I'm halfway through bingeing Amazon's 'Fallout' adaptation (I was obsessed by the three-ish games it's based on) and then I watch Luc Besson's 'The Last Battle'. It's desolate sense of melancholy, unpredictable existential terror, and sometimes whimsically warm depiction of the last remnants of humanity, scavenging in a ruined post-apocalyptic wasteland, is everything 'Fallout' (the show) is missing. So far, the show is far too focused on adolescent humour, cartoonish violence and endless babbling from the characters, to the point where they are making no literal sense, just to avoid leaving any silence for the viewer to fill with their own thoughts. The sense the games gave you, of being alone, exploring a vast echoing graveyard of humanity is absent but it is central to 'The Last Battle'. In fact this apocalypse has rendered people mute, isolating them further than mere geography, from communication and human connection. It shows how little dialogue you really need in a film script if the visual story telling is there, I genuinely and frequently forgot that the characters were physically unable to speak. There are only two words spoken in the film and only two female characters (briefly seen), which seem to represent peace, calm and civilisation, in the otherwise chaotic bleak lives of the mostly selfish men scrabbling around for the last consumer products. There are a couple of moments in Eric Serra's eclectic score that sound nearly identical to bits of Brad Fiedel's 'The Terminator' score from the year after, or maybe they just both used the same 83-84 vintage synthesiser? It's a shame 'The Last Battle' seems to be barely in print in HD. A 4K restoration please Criterion!

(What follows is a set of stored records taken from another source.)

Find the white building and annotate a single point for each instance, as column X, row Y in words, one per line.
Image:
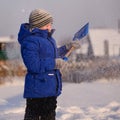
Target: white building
column 98, row 36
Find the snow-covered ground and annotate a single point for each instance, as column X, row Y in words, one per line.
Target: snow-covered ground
column 85, row 101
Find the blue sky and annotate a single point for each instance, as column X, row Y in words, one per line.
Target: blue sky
column 69, row 15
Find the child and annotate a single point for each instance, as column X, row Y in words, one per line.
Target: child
column 43, row 82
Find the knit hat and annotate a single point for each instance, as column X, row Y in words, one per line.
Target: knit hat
column 39, row 18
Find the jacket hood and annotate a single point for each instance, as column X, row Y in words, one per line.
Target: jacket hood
column 23, row 32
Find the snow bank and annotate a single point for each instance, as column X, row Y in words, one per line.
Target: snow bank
column 86, row 101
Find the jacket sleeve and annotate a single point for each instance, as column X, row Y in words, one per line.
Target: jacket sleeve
column 61, row 51
column 35, row 64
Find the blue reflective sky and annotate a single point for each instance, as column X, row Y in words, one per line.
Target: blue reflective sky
column 69, row 15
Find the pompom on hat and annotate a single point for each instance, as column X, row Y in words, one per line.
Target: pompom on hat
column 39, row 18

The trailer is just stills, so here's a scene instead:


If you ever need to describe to a teetotaller what being drunk is like, just play them this wordless scene:

 
Last edited:
The first time I watched The Final Battle, it was in French and I didn't realize it until near the end of the film. Didn't much matter. A long while back, Besson was on my Mt. Rushmore of film directors, and I went back and did a marathon of his amazing run of films up to his first "retirement". This was the big undiscovered gem, which I absolutely love and rewatch every couple of years. It's great to see a young Jean Reno too, and you can see why Besson decided that he had more to give but wanted to capitalize on his quiet scowling.

As much as I love this film, I do think it could be fun to fanedit with a rescore. Maybe some old synth? Maybe throw some filters on? Turn this into a vibe kind of like Mandy?